Emb2Heights: Urban Structure and Land Cover Prediction

April 1, 2026 · View on GitHub

This repository is a baseline for the Emb2Heights challenge. It trains and runs inference for a model that predicts sub-pixel land cover percentages (Building, Vegetation, Water) and continuous structure heights (nDSM) directly from Earth Observation embeddings. Predictions are saved as .npy files with 4 output channels: [% Building, % Vegetation, % Water, Height (m)].

Project Overview

Predicting urban morphology from satellite imagery is challenging: building footprints are sparse, and height values operate on a different scale than land-cover probabilities. This project addresses these challenges through a composite loss with 4 terms:

  • MAE (with background/foreground split): direct pixel-level regression.
  • SSIM + Gradient Loss: enforces sharp structural boundaries on land-cover channels.
  • Tversky Loss: penalizes false negatives heavily, forcing the model to capture sparse building footprints (α=0.3, β=0.7).
  • Structure-Boosted Height Loss: height errors on building pixels are penalized 2x more than background pixels.

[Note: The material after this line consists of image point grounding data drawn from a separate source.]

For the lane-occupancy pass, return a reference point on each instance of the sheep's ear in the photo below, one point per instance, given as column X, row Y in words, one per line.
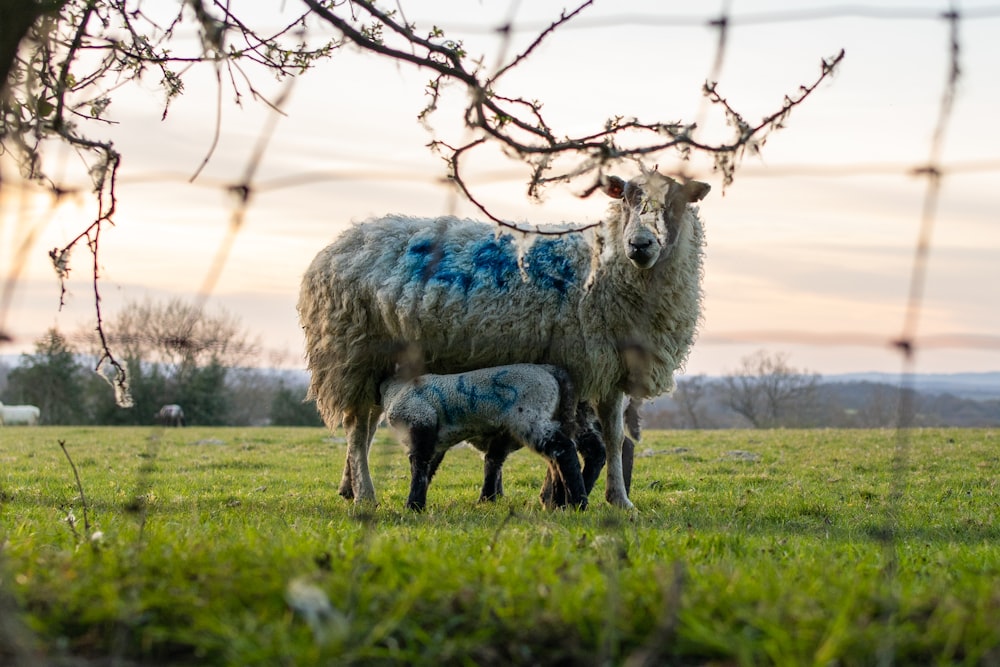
column 695, row 190
column 613, row 187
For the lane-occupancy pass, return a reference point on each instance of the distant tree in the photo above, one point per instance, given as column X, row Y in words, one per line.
column 289, row 408
column 176, row 352
column 62, row 62
column 52, row 379
column 204, row 396
column 768, row 392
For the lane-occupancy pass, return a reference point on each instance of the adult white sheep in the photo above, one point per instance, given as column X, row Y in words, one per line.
column 19, row 415
column 530, row 404
column 170, row 415
column 616, row 306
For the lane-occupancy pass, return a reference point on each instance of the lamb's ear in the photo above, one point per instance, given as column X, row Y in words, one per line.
column 613, row 187
column 695, row 190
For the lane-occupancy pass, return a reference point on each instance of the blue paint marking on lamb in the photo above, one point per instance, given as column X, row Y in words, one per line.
column 490, row 263
column 500, row 393
column 468, row 398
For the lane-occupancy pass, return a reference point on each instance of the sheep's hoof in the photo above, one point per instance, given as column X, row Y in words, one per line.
column 619, row 500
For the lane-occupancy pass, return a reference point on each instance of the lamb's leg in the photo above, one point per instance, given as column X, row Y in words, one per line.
column 561, row 449
column 423, row 443
column 609, row 412
column 497, row 447
column 360, row 428
column 591, row 448
column 553, row 493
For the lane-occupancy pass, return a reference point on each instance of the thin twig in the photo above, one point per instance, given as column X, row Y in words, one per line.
column 79, row 486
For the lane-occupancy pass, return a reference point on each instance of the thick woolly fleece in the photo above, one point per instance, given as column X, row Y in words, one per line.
column 617, row 307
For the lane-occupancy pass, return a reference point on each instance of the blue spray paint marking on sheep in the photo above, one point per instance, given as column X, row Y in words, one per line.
column 491, row 264
column 468, row 397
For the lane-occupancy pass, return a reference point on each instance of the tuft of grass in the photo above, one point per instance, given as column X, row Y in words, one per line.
column 208, row 546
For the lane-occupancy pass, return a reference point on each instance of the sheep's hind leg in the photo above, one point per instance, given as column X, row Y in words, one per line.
column 346, row 488
column 609, row 412
column 360, row 428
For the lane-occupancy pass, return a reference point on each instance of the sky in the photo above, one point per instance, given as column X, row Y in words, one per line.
column 810, row 251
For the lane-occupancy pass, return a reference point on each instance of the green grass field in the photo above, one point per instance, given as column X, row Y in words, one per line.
column 225, row 546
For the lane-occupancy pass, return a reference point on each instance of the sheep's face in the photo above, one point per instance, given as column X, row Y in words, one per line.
column 652, row 211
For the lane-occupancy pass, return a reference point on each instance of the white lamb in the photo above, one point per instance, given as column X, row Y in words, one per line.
column 497, row 446
column 529, row 404
column 617, row 307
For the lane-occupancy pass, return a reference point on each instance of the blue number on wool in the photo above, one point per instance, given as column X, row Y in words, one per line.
column 468, row 398
column 490, row 263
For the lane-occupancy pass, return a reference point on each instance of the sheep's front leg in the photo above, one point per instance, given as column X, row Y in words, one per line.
column 561, row 449
column 422, row 444
column 609, row 411
column 360, row 429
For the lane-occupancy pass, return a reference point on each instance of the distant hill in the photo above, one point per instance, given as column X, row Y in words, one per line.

Training is further stabilized with AdamW (weight decay) and gradient clipping to prevent collapse on complex urban patches.


Repository Structure

emb2heights_baselines/
├── core/
│   ├── __init__.py
│   ├── model.py        # LightUNet + Decoder model factory
│   ├── dataset.py      # Dataset classes + embedding/label pairing utilities
│   └── losses.py       # ImprovedCompositeLoss (MAE, SSIM, Gradient, Tversky)
├── train.py            # Training entrypoint (fully CLI-configurable)
├── predict.py          # Inference entrypoint (loads checkpoint, saves .npy predictions)
├── environment.yml     # Conda environment definition
├── readme.md
└── runs/               # Auto-generated experiment outputs
    └── <experiment_name>/
        ├── model_best.pth
        ├── model_last.pth
        ├── loss_curve.png
        ├── training_params.txt
        ├── visualizations/
        └── predictions/

Setup

Create and activate the conda environment:

conda env create -f environment.yml
conda activate emb2heights

Model Architecture

Architecture is selected via --model-type:

ValueDescription
lightunetLightweight encoder-decoder with skip connections
decoderTransposed-convolution decoder
decoder_residualDeeper decoder with residual blocks + global embedding skip fusion (recommended for high-channel embeddings)
autoSelects decoder when input channels = 768, otherwise lightunet

Output: a 4-channel tensor — [0: % Building, 1: % Vegetation, 2: % Water, 3: Height (m)].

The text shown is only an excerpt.